In Lefevre v. Phillips (81 Hun, 232) it was only necessary to decide whether a judgment creditor’s action could be maintained without the- previous issue and return unsatisfied of an execution. Ten years had not elapsed since the recovery of the judgment in that case, and consequently the observations of the learned justice *118who prepared the opinion, to the effect that an execution cannot be issued under section 1380 of the Code of Civil Procedure where the judgment has never been a lien, should be restricted to the facts then under consideration, and were obiter dicta, at least if applied to the construction of that section in connection with section 1252.
The case of Wilgus v. Bloodgood (33 How. Pr. 289), holding that an execution might issue after ten yeárs, and Matter of Harmon (79 Hun, 226), and Baumler v. Ackerman (63 id. 40), and Matter of Hallock (61 N. Y. St. Repr. 230), holding the contrary, are not in point, as the judgments there under consideration were docketed prior to the enactment of the Code of Civil Procedure.

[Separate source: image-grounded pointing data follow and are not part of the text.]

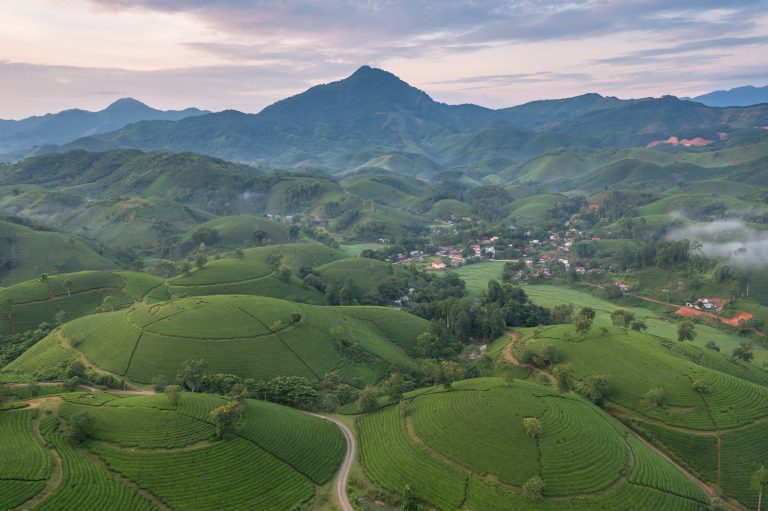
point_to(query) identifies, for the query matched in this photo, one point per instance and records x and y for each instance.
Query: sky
(244, 55)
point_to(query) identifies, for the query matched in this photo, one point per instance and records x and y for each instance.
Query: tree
(564, 377)
(532, 426)
(108, 304)
(743, 351)
(758, 482)
(562, 313)
(285, 273)
(596, 389)
(533, 487)
(173, 394)
(686, 331)
(506, 370)
(200, 259)
(7, 308)
(700, 386)
(368, 399)
(656, 396)
(393, 386)
(447, 372)
(227, 417)
(81, 427)
(622, 318)
(190, 375)
(583, 321)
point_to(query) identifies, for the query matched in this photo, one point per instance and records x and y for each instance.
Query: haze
(246, 54)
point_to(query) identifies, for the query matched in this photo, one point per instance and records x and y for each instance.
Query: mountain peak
(127, 104)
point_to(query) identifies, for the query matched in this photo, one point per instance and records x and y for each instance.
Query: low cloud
(733, 240)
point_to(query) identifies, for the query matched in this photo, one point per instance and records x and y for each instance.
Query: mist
(733, 240)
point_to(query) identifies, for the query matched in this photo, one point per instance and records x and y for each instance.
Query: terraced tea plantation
(76, 294)
(712, 415)
(468, 449)
(252, 337)
(145, 453)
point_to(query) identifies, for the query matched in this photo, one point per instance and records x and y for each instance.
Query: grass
(21, 457)
(84, 485)
(36, 252)
(464, 442)
(363, 274)
(37, 301)
(234, 335)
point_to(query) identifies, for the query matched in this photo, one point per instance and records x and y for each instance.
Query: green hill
(713, 431)
(238, 231)
(28, 253)
(251, 337)
(76, 294)
(144, 451)
(468, 449)
(364, 274)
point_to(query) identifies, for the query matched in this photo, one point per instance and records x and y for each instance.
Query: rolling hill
(62, 127)
(251, 337)
(28, 253)
(453, 449)
(145, 454)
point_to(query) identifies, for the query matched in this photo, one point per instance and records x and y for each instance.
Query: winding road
(346, 465)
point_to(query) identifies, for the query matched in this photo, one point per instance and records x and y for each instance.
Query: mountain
(545, 114)
(373, 116)
(69, 125)
(666, 120)
(739, 96)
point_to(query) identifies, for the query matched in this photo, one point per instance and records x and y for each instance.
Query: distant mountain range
(355, 121)
(740, 96)
(63, 127)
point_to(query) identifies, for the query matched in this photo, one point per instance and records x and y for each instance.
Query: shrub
(533, 487)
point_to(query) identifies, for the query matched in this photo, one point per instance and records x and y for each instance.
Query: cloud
(729, 239)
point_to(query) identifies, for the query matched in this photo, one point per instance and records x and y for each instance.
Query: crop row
(107, 339)
(310, 444)
(581, 452)
(390, 457)
(652, 470)
(143, 427)
(233, 474)
(85, 486)
(14, 493)
(742, 452)
(21, 456)
(482, 430)
(48, 353)
(263, 357)
(732, 401)
(698, 452)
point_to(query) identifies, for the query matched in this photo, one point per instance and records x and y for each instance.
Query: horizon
(192, 106)
(245, 56)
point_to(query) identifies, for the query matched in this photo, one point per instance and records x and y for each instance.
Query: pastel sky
(58, 54)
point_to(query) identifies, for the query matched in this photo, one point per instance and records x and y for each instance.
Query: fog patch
(733, 240)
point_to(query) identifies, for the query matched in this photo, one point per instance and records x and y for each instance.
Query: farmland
(437, 449)
(143, 451)
(252, 337)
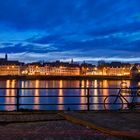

We are of opinion that the petitioner has shown a legal right to the issue of the execution so far as the court in which the judgment is docketed is concerned. It follows that the order appealed from should be reversed, with ten dollars costs and disbursements to the appellants, and the motions for leave to issue executions granted.
All concurred.
Order reversed, with ten dollars costs and disbursements, and motion granted, without costs, the form of the orders to be settled by and before Mr. Justice Laughlin upon five days’ notice.